E. ELECTIONS UNDER THE UK SCCS

The Information Commissioner's Office International Data Transfer Addendum To The EU Commission Standard Contractual Clauses shall be deemed incorporated by reference to this DPA.

  1. The Parties and Selected SCCs, Modules and Selected Clauses have been identified in this ANNEX I above.

  2. Either Importer or Exporter may end the Addendum as set out in Section 19 of the Addendum i.e.:

  3. If the ICO issues a revised Approved Addendum under Section 18, if any Party selected in Table 4 "Ending the Addendum when the Approved Addendum changes", will as a direct result of the changes in the Approved Addendum have a substantial, disproportionate and demonstrable increase in:

    1. its direct costs of performing its obligations under the Addendum; and/or

    2. its risk under the Addendum,

and in either case it has first taken reasonable steps to reduce those costs or risks so that it is not substantial and disproportionate, then that Party may end this Addendum at the end of a reasonable notice period, by providing written notice for that period to the other Party before the start date of the revised Approved Addendum.

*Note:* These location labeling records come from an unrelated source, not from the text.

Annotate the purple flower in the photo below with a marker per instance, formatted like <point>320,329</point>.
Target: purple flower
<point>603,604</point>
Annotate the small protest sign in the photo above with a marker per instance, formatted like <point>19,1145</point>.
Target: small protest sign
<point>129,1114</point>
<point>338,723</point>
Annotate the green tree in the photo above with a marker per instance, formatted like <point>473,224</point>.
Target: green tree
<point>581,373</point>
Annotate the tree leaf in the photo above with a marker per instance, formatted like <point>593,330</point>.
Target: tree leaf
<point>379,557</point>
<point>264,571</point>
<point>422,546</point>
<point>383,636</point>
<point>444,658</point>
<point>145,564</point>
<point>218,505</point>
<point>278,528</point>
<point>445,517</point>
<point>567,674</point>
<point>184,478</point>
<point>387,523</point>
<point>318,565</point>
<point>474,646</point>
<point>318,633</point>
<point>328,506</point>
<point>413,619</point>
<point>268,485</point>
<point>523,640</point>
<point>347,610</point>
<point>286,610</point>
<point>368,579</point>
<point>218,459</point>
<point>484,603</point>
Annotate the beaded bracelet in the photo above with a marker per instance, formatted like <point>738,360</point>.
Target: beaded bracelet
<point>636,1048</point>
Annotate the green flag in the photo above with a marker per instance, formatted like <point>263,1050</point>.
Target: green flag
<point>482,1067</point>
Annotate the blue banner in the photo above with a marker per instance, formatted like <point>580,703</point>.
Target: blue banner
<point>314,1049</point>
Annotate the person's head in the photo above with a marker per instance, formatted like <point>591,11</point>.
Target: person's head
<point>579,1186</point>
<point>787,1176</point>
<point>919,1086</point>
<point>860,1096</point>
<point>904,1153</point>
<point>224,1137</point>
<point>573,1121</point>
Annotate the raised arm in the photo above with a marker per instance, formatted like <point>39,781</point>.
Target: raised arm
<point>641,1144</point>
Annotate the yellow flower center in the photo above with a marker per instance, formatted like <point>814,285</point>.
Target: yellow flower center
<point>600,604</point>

F. ELECTIONS UNDER SWISS SCCS

The SCCs will be deemed completed in accordance with this Annex 1 except that:

  1. Under Clause 13 of the EU SCCs, the competent supervisory authority is the Swiss Federal Data Protection and Information Commission to the extent that the transfer is governed by the Swiss Federal Act on Data Protection.

  2. References to "Member State" in the 2021 Standard Contractual Clauses refer to Switzerland, and data subjects may exercise and enforce their rights under the 2021 Standard Contractual Clauses in Switzerland.

  3. References to GDPR in the 2021 Standard Contractual Clauses refer to the Swiss Federal Act on Data Protection (as amended and replaced).